Operations research methods are applied in situations where a purposeful undertaking needs to be organized and can be carried out in more than one way — that is, where a decision must be chosen from a number of possible alternatives. Each alternative has certain advantages and disadvantages, and given the prevailing circumstances, it is not immediately clear which alternative is preferable and why.
The goal of operations research is to provide a preliminary quantitative justification for optimal decisions, grounded in a measure of effectiveness. The actual making of the decision lies outside the scope of operations research and falls within the competence of the responsible decision-maker (DM).
Operations research methods are effective for well-structured problems. Well-structured (or well-formalizable) problems admit a quantitative formulation; their most essential dependencies are expressed by formal models and represented in symbolic form, where the symbols take numerical values. The methodology of operations research, in addition to computation, pays close attention to the process of problem formulation, the choice of mathematical models, and the interpretation and comprehension of the computational results.

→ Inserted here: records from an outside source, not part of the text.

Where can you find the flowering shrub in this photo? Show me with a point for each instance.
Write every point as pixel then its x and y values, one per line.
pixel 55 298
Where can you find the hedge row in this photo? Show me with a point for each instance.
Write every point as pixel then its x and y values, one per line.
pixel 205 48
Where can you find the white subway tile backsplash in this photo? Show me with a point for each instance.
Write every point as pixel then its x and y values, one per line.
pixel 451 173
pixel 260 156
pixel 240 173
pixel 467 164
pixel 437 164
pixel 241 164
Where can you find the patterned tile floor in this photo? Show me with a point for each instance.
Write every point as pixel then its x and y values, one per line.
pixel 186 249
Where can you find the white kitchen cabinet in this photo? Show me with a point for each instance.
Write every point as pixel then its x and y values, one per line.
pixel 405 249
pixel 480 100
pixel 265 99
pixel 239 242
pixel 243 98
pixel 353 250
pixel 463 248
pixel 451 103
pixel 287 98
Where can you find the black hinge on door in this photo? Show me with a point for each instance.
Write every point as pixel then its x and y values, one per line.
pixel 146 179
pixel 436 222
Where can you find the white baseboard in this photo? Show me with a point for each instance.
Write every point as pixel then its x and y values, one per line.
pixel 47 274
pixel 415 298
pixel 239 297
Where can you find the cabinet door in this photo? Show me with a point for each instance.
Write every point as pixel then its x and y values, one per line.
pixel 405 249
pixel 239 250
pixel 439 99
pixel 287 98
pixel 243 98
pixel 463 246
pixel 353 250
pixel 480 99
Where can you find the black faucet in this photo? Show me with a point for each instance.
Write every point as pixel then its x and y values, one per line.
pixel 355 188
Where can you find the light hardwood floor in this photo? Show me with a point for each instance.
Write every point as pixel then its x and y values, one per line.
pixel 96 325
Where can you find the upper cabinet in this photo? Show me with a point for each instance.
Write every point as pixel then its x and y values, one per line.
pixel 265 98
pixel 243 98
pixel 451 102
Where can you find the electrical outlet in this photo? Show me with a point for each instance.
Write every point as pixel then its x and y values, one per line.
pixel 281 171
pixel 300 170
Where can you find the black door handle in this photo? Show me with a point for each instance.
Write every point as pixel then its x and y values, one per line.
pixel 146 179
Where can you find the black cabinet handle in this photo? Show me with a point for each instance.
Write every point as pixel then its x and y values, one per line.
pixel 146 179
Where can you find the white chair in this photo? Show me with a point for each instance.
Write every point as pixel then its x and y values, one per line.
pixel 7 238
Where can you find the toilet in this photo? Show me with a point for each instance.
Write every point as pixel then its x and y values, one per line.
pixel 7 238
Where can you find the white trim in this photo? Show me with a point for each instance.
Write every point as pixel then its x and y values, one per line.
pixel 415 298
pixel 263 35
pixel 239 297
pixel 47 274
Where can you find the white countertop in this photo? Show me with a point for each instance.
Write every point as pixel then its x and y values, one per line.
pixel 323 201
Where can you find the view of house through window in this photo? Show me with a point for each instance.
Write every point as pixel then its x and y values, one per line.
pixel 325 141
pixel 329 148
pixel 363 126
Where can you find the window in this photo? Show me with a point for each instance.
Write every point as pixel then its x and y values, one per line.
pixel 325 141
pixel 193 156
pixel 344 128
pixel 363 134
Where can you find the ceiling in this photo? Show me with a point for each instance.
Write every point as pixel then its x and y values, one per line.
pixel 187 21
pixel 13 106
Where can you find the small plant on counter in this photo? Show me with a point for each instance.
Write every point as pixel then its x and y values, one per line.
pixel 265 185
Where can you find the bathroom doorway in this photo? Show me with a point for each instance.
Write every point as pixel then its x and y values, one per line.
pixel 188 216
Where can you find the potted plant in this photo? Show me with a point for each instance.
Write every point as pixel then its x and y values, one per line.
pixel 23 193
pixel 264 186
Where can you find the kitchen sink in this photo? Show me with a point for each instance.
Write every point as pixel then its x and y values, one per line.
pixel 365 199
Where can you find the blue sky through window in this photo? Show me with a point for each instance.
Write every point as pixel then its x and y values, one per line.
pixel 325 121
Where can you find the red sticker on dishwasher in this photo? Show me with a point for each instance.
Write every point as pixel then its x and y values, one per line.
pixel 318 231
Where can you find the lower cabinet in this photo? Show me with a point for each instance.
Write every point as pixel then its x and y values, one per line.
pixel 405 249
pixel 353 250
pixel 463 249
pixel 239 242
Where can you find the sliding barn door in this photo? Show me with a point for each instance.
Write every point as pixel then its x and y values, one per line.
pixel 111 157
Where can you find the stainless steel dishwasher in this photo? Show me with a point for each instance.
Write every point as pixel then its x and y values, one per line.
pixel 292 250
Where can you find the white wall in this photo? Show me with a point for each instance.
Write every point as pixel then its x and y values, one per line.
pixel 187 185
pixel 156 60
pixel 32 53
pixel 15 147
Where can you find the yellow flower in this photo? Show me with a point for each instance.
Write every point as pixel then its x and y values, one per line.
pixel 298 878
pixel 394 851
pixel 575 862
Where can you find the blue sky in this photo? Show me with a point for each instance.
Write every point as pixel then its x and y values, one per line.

Much of the work in operations research is based on mathematical programming methods. Unlike purely mathematical methods, these provide tools for problem formulation, yield a feasible solution region and solution alternatives. Furthermore, a mathematical programming model can account for multiple criteria (in the form of an objective function and constraints), which enhances the objectivity of decision-making.
Alongside the branch oriented toward mathematical programming models, operations research also encompasses methods and models grounded in mathematical statistics and probability theory. The methods of operations research also include game theory, mathematical logic, graph theory, and other methods of discrete mathematics.
As a result, a number of distinct branches of operations research have emerged, each grounded in the application of different methods: inventory control, equipment replacement, resource allocation, and scheduling — that is, problem classes rooted in the principal formulations of mathematical programming — as well as queueing theory, game-theoretic models of conflict and competition, and others.